With ‘Marriage Story’, Noah Baumbach makes a spiritual parallel to ‘The Squid and the Whale’ that also gives Scarlett Johansson and Adam Driver their best roles to date in the NYFF Centerpiece.
Walking into a Noah Baumbach movie, there are usually a handful of things to guarantee. Great performances, amazing writing, tonal whiplash, closely shot faces… hallmarks of the Baumbach film. Marriage Story is another amazing example of his talents, and he brings together another cast of all-stars with a brilliantly made drama about the end of love and what children mean to a parent.
This is what the rest of the film succeeds at. There are moments of humor and moments of tenderness, satires of the theater scene and of TV pilot seasons. And when the divorce proceedings begin there is every joke in the book about lawyers that you could (tastefully) get away with. There are even scenes that recall The Squid and the Whale and Mistress America when it comes to divorce and marriage, both movies that handle divorce from the perspective of different ages and times. But by focusing on the younger side of children and parents, it feels… fresh. Scarlett Johansson and Adam Driver bring a raw energy to this film, and they force the movie’s true pain to the surface.
I would probably say that both Driver and Johansson give their best performances to date in this film. Johansson’s appearance bringing together her broken-heartedness from Lost in Translation together with her loveless wanderer of Her. Adam Driver, meanwhile, continues to be one of the best actors of the generation. Driver acts with brutal honesty and intensity, a self-made man who allows success to his head. A few scenes in the movie involve the two fighting and flirting and figuring out how to interact in the future after the end of their love affair. And naturally, every scene is powerful in individual ways. Johanson surprises the most, going beyond what I could have believed her possibilities. Driver’s own best moment comes in a knock-down-drag-out scene that broke me towards the film’s end.

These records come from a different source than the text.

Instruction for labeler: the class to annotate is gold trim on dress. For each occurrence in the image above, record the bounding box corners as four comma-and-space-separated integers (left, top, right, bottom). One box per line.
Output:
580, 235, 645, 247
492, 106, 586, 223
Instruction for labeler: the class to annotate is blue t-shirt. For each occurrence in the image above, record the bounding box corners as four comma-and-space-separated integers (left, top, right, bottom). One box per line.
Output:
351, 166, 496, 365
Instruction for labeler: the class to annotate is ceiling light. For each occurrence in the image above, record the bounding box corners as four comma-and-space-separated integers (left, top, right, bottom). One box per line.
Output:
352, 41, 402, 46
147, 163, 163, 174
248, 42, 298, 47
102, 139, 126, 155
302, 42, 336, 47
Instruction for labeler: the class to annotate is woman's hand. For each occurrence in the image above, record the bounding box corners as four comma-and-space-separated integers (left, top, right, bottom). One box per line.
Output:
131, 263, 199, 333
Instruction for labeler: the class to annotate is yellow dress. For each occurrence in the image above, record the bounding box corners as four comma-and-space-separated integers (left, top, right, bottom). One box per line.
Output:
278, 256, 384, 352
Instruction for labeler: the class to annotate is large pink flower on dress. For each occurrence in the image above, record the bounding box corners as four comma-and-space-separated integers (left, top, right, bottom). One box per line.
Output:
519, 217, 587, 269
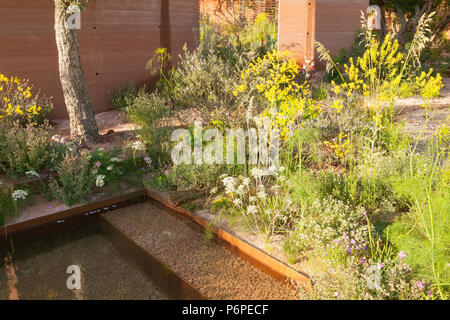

We’re shown early on that both Charlie and Nicole are talented, and that they are great parents to their son, Henry (Azhy Robertson). We learn about Nicole’s dead gay father, and about Charlie’s abusive and alcoholic parents. There’s how Charlie adopted New York as his home, and how Nicole never really left Los Angeles. Nicole’s sordid past and Charlie’s possible infidelity come into play. And eventually, every character detail becomes an attack, a way to fight for custody and love. Because that is what divorce does. It makes enemies of lovers and custody battles into wars.
As Marriage Story plays out, you see how Charlie and Nicole exist in the lives of one another. What they do and don’t see in one another. How they’ve changed. How they haven’t. And on and on and on. Throughout it all, your eye never leaves Driver and Johansson as they reach the end of a life cycle. So it goes.
Marriage Story premiered at the New York Film Festival. It stars Adam Driver and Scarlett Johansson. It will be in theaters and on Netflix this November.